5 Signs You’re Stuck In Bad Relationship Patterns

What are relationship styles? These are the things you keep repeating in every romantic relationship you’re involved in and the behaviors you display, no matter which friend you’re with.

In most cases, you don’t even realize that you are repeating these toxic and unhealthy stereotypes with every person who enters your life. That’s why we’re here – to open your eyes and help you stop these behaviors and escape this endless cycle in time.

  1. You blame yourself for everything
    The first sign that you are trapped in bad relationship patterns is the fact that you somehow always think that you are guilty of everything that is wrong in your relationship. No matter what, you end up being the one who takes all the responsibility and you end up blaming yourself.

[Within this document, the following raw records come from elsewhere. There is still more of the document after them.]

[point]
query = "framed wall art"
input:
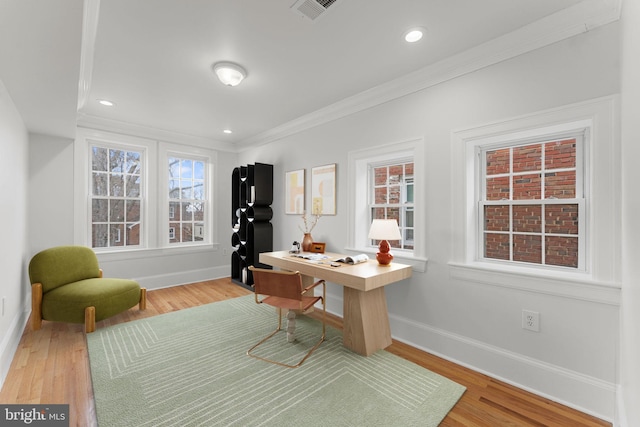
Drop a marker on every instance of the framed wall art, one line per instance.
(294, 192)
(323, 190)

Well, let me tell you one thing: In a healthy relationship, things don’t work that way. Instead, both partners are equally responsible for everything that happens between them.
It is one thing for you to have enough self-awareness and be mature enough to accept and admit your mistakes. However, it is a different matter if it is easier for you to blame yourself than to open your eyes and see the true face of your partner.

  1. You have difficulties communicating
    Communication is one of the foundations of every successful relationship and not knowing how to express yourself leads to many problems between couples. However, before you learn how to express your desires, doubts and fears, you need to do some contemplation and be sure of what you want. The next step is to be brave enough to talk to your partner frankly about everything that bothers you without hesitation and without holding yourself back.

Remember, you won’t achieve anything by holding a grudge or giving him the silent treatment. Instead, act like a grown woman and speak your mind. Otherwise, you cannot expect things to change for the better.

  1. You give more than you receive

When you think about it, you’ve been the one you’ve loved the most in every romantic relationship you’ve ever been in. And this is no exception.

Whether you want to admit it or not, you have always been the person who puts in more effort and gives more love than he receives. The person who is sacrificing and who is struggling for the relationship, while the other person doesn’t care much.

It’s time to think about why things are this way. Do you think you are less worthy than your partner?

  1. You are emotionally dependent on your partner
    One of the most troubling signs that you’re stuck in bad relationship patterns is that you feel like you can’t live without your significant other. You don’t feel complete without him by your side, which makes it impossible for you to leave him, despite the way he treats you. Your romantic partner becomes the center of your world and you don’t feel like yourself without them.

If this is something you can relate to, one thing is clear, you are emotionally dependent on your partner and this is nothing more than a toxic relationship pattern. Instead of expecting a man to make you happy, take your life into your own hands and make something of it without anyone’s help.

  1. You don’t know how to end it
    How many times have you found yourself giving endless second chances to men who never deserved them? Making excuses, justifying their bad behavior, desperately waiting for change that you knew deep down would never come? How many times have you reconciled with a man with whom you had no future?

You obviously don’t know when it’s time to break things off with someone you care about. You don’t know when to give up on a relationship when it’s not worth fighting for.

Instead, you keep dragging yourself in endless circles of love and hate, happiness and despair, make-up and break-ups. The worst part is that this is exactly what you end up falling into these bad relationship patterns over and over again.